1C are Russian game developers characteristically known for how alien their games feel. They've gotten better in recent years, but this is an old school 1C game from 2003, back when you wondered if they were from another planet. If you want to play RC Cars, you're going to have to work for it.
To get this game to work correctly, you primarily have to do two things:
- Manually set the game's framerate (otherwise it won't run properly). I suggest 60fps.
- Manually set your controller's analog senstivity AND the analog deadzone (otherwise, you won't be able to control your vehicle).
Once you do this, you'll be able to navigate the game's confusing menu system and eventually compete in a race. The game itself is pretty difficult; the cars themselves seem to almost have sort of a simulation feel to them. What this means is that any little bump in the road will often fling you wildly out of control, just like a real RC car. But, with enough finesse, you'll eventually come to grips with it.

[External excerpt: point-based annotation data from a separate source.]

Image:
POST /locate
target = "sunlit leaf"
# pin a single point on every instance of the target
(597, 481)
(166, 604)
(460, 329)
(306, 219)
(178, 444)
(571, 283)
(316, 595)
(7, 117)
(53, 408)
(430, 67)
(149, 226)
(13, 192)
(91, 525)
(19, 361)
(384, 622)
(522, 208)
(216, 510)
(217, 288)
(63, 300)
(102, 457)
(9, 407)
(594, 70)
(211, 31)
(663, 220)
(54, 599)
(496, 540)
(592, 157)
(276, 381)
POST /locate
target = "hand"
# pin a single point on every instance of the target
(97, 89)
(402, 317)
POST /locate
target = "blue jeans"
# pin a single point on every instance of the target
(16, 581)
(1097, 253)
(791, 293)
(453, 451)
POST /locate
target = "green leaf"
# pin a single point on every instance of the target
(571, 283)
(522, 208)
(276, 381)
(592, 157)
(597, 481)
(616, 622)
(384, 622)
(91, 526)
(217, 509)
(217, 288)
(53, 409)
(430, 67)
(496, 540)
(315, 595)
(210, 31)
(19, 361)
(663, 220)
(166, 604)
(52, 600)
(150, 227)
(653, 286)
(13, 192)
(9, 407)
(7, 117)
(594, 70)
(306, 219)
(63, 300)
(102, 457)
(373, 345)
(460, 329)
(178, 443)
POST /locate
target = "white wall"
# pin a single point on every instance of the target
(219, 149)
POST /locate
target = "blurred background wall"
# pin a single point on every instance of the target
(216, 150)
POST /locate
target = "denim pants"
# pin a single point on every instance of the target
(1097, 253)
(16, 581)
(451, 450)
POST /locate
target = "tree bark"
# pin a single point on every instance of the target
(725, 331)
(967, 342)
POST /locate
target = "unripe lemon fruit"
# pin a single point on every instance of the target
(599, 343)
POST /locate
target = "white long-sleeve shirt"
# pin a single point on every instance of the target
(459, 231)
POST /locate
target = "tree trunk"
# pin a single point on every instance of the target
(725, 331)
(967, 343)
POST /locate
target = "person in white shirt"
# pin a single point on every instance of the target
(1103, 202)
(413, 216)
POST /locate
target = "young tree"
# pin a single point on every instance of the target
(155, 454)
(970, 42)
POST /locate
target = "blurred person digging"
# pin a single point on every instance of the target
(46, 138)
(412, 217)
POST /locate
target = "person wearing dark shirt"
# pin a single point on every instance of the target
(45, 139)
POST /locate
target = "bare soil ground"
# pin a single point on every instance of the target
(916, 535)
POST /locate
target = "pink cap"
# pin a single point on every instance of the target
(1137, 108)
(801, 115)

Tracks are laid out in obtuse patterns. Early tracks follow the typical racing game format of circuits, but it's not long until 1C takes the "checkpoint race" concept in more esoteric directions, leading you down narrow dead ends and back out again. Tracks themselves take you across beaches, deserted ghost towns, mines, busy highways and active military bases.
Vehicles can be customized, but not much. Each of the four or five available vehicles have several different paint jobs, and can be upgraded in three categories: boost, engine, and tires. Upgrades cost money, which can be won by completing championship races. What you might not realize at first is that you also have to pay to enter championship races; on one occasion I spent so much on vehicle upgrades that I had grind for more money just to do the next race.
Would I recommend the game? Given that it's only $5, sure. It's not going to blow your socks off, and you might actually end up getting annoyed eventually, but it's just different enough from the norm that I think it's probably worth it.